Eddie Redmayne is promoting The Trial of the Chicago 7, the upcoming Aaron Sorkin film and one of Netflix’s starriest Oscar hopefuls for the year. In the film, Redmayne portrays activist Tom Hayden, one of the defendants in the trial, and to promote the film, he gave an interview to the Daily Mail that is making headlines for all the wrong reasons. Instead of generating hits for Trial, the interview is generating hits for JK Rowling and transphobia, two subjects I am sure Aaron Sorkin and Netflix are SUPER glad are now associated with their movie. Redmayne offered a statement regarding JK Rowling’s ongoing online attacks on the trans community, saying that he has “trans friends and colleagues […] having their human rights challenged around the world and facing discrimination on a daily basis”. This, right here, would be a perfectly fine place to leave it. Eddie, however, went on, adding that the “vitriol” toward Rowling online is “absolutely disgusting”, and he wrote Rowling a private note.
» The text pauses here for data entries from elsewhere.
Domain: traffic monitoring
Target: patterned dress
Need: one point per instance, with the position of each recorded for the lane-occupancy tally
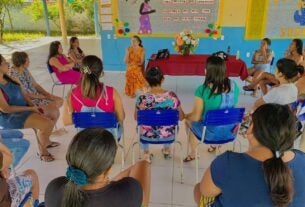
(27, 83)
(167, 100)
(145, 25)
(134, 75)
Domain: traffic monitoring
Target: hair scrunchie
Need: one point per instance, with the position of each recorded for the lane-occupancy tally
(77, 176)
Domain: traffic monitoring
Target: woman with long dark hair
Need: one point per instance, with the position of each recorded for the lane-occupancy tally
(90, 158)
(92, 95)
(270, 173)
(61, 65)
(216, 92)
(295, 51)
(75, 52)
(134, 59)
(18, 112)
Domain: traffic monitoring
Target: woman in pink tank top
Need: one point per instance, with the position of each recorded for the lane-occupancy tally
(91, 94)
(61, 65)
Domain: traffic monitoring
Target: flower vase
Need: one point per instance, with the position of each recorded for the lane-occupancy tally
(186, 52)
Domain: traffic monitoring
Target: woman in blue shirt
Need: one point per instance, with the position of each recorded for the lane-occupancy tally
(270, 173)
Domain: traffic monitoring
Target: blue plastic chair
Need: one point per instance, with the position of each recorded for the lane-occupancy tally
(158, 118)
(220, 117)
(57, 82)
(107, 120)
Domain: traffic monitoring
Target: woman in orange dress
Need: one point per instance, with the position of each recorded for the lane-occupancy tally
(134, 59)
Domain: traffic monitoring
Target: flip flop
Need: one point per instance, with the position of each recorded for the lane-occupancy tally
(189, 158)
(53, 144)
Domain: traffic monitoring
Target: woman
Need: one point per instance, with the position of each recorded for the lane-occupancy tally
(75, 53)
(270, 173)
(217, 92)
(134, 59)
(157, 98)
(14, 189)
(91, 94)
(61, 66)
(39, 97)
(90, 158)
(286, 92)
(261, 61)
(17, 113)
(145, 10)
(295, 51)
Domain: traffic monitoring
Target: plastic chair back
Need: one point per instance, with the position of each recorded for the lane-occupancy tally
(158, 118)
(221, 126)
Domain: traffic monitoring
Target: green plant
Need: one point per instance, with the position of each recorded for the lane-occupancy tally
(5, 6)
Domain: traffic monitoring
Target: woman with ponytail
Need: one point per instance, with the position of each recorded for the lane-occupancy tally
(134, 59)
(270, 173)
(90, 158)
(286, 73)
(91, 94)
What was the content of that note? Was is a note of support? Or did Redmayne save his more condemnatory remarks for their private correspondence? It would be nice to know, even if the exact remarks are not shared publicly, simply because the statements Redmayne does make on record sound pretty supportive of JK Rowling. He acknowledges the trans community is under attack, but he does not connect JK Rowling’s comments—or her enormous, international platform from which to make those comments—to the discrimination he references, and then he equates people being mad online at Rowling with actual transphobic abuse. This is how Redmayne’s comments read, as presented by the Daily Mail:
Eddie Redmayne: “I have trans friends.” (Not a great start, bud.) “Their rights are being challenged, and they face discrimination.” (True.) “The abuse aimed at Jo Rowling is also very bad.” (Not…the point?) “Online abuse toward trans people is bad, too. These are the same things.” (Oh buddy, it’s back to school with you.)
Obviously, Redmayne, who has just resumed work on Fantastic Beasts 3, a film co-written and based on characters created by Rowling, is in a tight spot. He wants to offer support to the trans community, but he doesn’t want to (publicly) break with Rowling. How to split that hair? Unfortunately, I don’t think you can. Even if he just left his statement at generic support, it would be read as a statement against Rowling, because she has made herself the face of anti-trans TERF “feminism”. It’d be like Prince Harry making a generic “reject hate speech” statement and everyone jumping to a direct attack on Donald Trump—at this point, it says more about Trump that “reject hate speech” can be seen as a personal attack, similarly, it would be seen as a personal attack if anyone connected to Rowling said, “I support trans women.” That’s why there is no sense in prevaricating and you should just name the elephant in the room, like Daniel Radcliffe did earlier this summer.
Redmayne is in a different position, though, given that his collaboration with Rowling is ongoing, and DanRad’s is over and he is no longer in an active position of working with her. But Redmayne is also in a tricky spot because of The Danish Girl. In a bid for back-to-back Best Actor Oscars, Redmayne portrayed historical trans figure Lili Elbe in The Danish Girl in 2015. (He lost.) He was criticized at the time for the role, and he has been an awkward ally for the trans community ever since. I don’t doubt the sincerity of his support for the trans community, but he nakedly tried to win a trophy by “playing trans” which complicates even the most generically supportive statements. Redmayne, who says he likes to keep his head down anyway, should probably just do that. No one’s really looking for him to be the hero of trans people everywhere.
But this is going to be a problem for Warner Brothers and Fantastic Beasts 3. Rowling has replaced Johnny Depp and Ezra Miller as the biggest liability for the film, and its stars WILL be asked about her asinine statements next year while promoting the movie (assuming we get movies next year). Publicists at Warners should be working with the Fantastic cast to prepare statements regarding Rowling and transphobia, though again, any statement in support of trans people will be read as an attack on Rowling, and attempting to mitigate that will only look like qualifying support for trans people. The situation facing the trans community is too dire for prevarication—in the US, trans people will almost certainly see their rights further diminished, if not abolished altogether, as the Supreme Court is set to swing hard right—and someone cussing you out online absolutely is not the same thing as a real person being denied their human rights and in too many cases being murdered for living your life. An entire community faces the threat of legal erasure and very real physical harm so this is no time for “but”. It is time to pick a side.